Nur etwas mehr als ein halbes Jahrhundert trennen die drei Werke, die die Symphoniker Hamburg in der Laeiszhalle spielten. Doch die Welten, in denen sie entstanden, hätten unterschiedlicher nicht sein können. Richard Strauss’ Tondichtung „Don Juan“ erblickte 1889 am Weimarer Hoftheater das Licht der Welt. Das Dreikaiserjahr war vorübergegangen, Wilhelm II. begann seine dreißig Jahre währende Regentschaft, die Sorgen waren erträglich, man neigte zu Selbstherrlichkeit und Übermut.

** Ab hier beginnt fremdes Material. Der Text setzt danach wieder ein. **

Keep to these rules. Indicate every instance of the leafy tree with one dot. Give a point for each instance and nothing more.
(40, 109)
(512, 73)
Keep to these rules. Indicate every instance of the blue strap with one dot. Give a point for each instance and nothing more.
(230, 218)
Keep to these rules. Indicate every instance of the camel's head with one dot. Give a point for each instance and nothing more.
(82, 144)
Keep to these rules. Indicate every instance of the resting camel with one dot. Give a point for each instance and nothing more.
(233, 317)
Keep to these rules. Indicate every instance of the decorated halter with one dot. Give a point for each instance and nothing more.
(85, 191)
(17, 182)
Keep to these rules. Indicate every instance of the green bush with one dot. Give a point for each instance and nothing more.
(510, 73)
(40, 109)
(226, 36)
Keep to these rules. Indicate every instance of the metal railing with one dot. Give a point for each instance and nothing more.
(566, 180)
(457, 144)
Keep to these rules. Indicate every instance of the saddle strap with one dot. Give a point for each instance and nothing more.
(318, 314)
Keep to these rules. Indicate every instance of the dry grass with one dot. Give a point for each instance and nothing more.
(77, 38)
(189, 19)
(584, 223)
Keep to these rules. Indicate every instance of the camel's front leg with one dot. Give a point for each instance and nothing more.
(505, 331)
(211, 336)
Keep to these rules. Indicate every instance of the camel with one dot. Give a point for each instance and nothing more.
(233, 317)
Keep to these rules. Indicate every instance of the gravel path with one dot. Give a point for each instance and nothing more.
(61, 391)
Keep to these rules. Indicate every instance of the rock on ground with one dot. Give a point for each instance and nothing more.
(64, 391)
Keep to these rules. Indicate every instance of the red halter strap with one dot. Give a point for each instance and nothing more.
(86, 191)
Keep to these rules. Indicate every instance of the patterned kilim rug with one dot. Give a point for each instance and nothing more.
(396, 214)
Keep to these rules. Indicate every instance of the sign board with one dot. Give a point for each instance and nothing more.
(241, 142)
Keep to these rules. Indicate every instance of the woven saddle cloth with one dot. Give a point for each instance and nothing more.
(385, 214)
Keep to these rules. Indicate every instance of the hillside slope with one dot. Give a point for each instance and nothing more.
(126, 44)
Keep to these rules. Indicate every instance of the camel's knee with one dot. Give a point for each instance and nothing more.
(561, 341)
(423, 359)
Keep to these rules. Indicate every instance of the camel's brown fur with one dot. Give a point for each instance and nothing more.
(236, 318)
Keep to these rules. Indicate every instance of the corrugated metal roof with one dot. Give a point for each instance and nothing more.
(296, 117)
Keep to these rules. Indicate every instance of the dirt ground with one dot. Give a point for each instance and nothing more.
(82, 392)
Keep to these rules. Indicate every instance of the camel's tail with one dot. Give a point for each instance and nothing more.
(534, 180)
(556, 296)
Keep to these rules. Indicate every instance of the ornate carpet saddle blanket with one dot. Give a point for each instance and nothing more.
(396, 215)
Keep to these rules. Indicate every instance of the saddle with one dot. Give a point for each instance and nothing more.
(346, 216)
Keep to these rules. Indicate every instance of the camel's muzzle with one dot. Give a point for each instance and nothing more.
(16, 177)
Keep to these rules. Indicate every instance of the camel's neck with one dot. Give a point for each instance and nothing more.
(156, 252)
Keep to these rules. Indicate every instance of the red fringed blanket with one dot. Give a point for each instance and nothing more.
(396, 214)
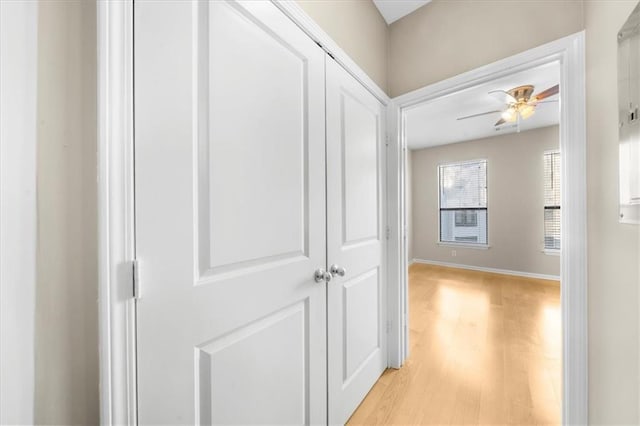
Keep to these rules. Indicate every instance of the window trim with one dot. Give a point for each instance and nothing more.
(482, 246)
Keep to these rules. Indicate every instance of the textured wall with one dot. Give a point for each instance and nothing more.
(515, 202)
(358, 28)
(446, 38)
(66, 359)
(614, 248)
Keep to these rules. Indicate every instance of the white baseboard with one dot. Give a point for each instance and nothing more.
(492, 270)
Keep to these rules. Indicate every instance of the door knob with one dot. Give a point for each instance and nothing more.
(337, 270)
(321, 275)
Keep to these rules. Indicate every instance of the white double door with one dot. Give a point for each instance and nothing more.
(258, 161)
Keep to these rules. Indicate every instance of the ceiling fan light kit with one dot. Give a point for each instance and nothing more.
(520, 103)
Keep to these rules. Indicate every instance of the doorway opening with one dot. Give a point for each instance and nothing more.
(483, 237)
(568, 55)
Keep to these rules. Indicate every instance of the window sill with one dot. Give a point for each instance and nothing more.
(464, 245)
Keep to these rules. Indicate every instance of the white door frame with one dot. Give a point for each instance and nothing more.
(116, 190)
(569, 51)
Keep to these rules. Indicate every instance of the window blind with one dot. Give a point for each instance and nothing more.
(463, 202)
(552, 200)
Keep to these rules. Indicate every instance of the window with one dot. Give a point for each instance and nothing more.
(463, 202)
(552, 200)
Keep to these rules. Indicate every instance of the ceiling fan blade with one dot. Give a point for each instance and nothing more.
(546, 93)
(502, 96)
(478, 115)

Ernest Blochs Hebräische Rhapsodie für Violoncello und Orchester „Schelomo“ entstand in einer Zeit, als Leben und Regentschaft Wilhelms II. sich dem Ende zuneigten und die Menschen allmählich gewahr wurden, dass der Erste Weltkrieg beispielloses Leid bringen würde. Die Rhapsodie war Teil von Blochs „Jüdischem Zyklus“, in dem der Schweizer Komponist weder ethnologische Nabelschau noch religiös motivierte Musikarchäologie betreiben, sondern vielmehr einen hebräischen Geist hör- und erlebbar machen wollte. Uraufgeführt wurde das Werk in New York, weit entfernt von jenem Antisemitismus, der die Welt alsbald in die Katastrophe führen sollte. Die war bereits in vollem Gange, als Sergej Prokofjew 1944 seine fünfte Sinfonie schrieb, die Anfang 1945 in Moskau erstmals erklang – buchstäblich mit Kriegslärm im Hintergrund.

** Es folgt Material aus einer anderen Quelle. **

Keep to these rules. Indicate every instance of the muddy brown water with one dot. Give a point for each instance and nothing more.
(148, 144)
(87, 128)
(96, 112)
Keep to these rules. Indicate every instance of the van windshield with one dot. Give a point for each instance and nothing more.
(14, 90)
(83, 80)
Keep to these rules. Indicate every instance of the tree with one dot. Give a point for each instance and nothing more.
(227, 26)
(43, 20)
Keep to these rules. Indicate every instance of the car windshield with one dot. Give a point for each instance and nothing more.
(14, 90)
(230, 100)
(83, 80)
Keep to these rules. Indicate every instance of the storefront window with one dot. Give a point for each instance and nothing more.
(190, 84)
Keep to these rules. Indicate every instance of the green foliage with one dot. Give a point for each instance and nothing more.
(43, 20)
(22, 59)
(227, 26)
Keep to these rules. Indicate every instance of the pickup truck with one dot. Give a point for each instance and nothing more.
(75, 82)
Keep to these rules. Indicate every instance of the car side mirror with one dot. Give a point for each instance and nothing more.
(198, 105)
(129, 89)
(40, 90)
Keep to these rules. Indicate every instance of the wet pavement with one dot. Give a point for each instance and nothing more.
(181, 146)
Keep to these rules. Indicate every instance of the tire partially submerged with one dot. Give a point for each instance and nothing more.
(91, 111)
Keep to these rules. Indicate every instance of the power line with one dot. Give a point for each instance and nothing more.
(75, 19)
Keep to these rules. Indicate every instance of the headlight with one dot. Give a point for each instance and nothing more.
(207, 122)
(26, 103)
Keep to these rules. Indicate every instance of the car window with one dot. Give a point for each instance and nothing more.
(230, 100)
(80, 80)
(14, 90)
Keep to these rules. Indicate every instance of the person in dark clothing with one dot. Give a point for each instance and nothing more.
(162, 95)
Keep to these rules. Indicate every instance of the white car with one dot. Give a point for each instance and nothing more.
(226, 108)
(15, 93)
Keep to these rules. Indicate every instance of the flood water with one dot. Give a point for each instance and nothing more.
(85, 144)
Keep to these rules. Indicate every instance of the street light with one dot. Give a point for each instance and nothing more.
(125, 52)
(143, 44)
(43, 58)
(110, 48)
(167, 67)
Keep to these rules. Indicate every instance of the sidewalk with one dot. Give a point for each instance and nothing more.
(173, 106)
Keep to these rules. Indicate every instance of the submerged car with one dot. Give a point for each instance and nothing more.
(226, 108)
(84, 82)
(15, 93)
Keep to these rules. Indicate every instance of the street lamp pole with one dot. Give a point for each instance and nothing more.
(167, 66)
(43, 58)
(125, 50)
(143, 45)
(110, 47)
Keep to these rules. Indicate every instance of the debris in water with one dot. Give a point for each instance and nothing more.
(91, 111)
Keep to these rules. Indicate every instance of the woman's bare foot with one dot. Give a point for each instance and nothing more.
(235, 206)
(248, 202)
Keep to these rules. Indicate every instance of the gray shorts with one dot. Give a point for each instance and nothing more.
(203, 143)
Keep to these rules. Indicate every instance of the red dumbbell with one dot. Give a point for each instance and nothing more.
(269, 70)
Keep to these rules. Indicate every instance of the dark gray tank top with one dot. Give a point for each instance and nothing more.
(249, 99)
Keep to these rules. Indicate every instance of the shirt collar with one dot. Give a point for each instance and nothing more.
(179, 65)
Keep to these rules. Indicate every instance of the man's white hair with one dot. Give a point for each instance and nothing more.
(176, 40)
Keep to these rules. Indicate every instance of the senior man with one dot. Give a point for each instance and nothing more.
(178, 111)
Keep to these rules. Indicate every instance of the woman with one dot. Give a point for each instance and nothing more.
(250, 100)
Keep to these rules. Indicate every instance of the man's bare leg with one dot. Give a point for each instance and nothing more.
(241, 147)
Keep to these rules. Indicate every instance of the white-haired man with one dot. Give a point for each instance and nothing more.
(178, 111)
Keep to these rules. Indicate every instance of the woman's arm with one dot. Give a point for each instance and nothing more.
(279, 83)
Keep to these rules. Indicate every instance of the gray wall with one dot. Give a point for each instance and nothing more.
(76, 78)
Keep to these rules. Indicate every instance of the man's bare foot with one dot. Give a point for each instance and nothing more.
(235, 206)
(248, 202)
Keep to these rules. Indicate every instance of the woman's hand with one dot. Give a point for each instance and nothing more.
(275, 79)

Sucht emotionale Extreme: Han-Na Chang
Es war also, gelinde gesagt, eine Herausforderung, diese drei Werke zu einem stimmigen sinfonischen Konzert zu vereinen. Han-Na Chang als Erste Gastdirigentin der Symphoniker nahm die Herausforderung an und löste sie ganz wunderbar, indem sie einen Abend des Erzählens gestaltete. Das wiederum war naheliegend, denn „Don Juan“ und „Schelomo“ („Salomon“) haben ohnehin sagenhafte beziehungsweise religiöse Figuren zum Sujet. Han-Na Chang oszillierte zwischen den emotionalen Extremen – beherzt, bisweilen übermütig, doch auch das ist absolut angebracht, gerade bei der sinfonischen Dichtung, die ein 26-jähriger Strauss im frühadoleszenten Stadium schrieb: dramatisch, leidenschaftlich, fiebrig, aber eben auch kantilenenhaft, zärtlich, liebevoll, zerbrechlich.
Der Tonfall wechselte abrupt bei Bloch mit Mischa Maisky, dem derzeit größten Geschichtenerzähler am Cello, der so durchdringend sein Forte auf der C-Saite gestalten kann, der aber vor allem so betörend deklamatorisch durch die Melodien streicht, mal wehklagend, mal Unheil verkündend, mal das Idyll preisend. Auch Maisky eilt mit den Symphonikern fast schon erratisch durch die emotionalen Register, die feinen Zwischentöne pflegend, das Extreme nicht scheuend. Ins Rauschhafte und Groteske übersteigern die Musiker dann die Achterbahnfahrt der Stimmungen bei Prokofjews Fünfter, streckenweise mit großer Lust am Derben, am Morbiden. Man befindet sich eben im Weltkrieg. Zum Glück nur musikalisch.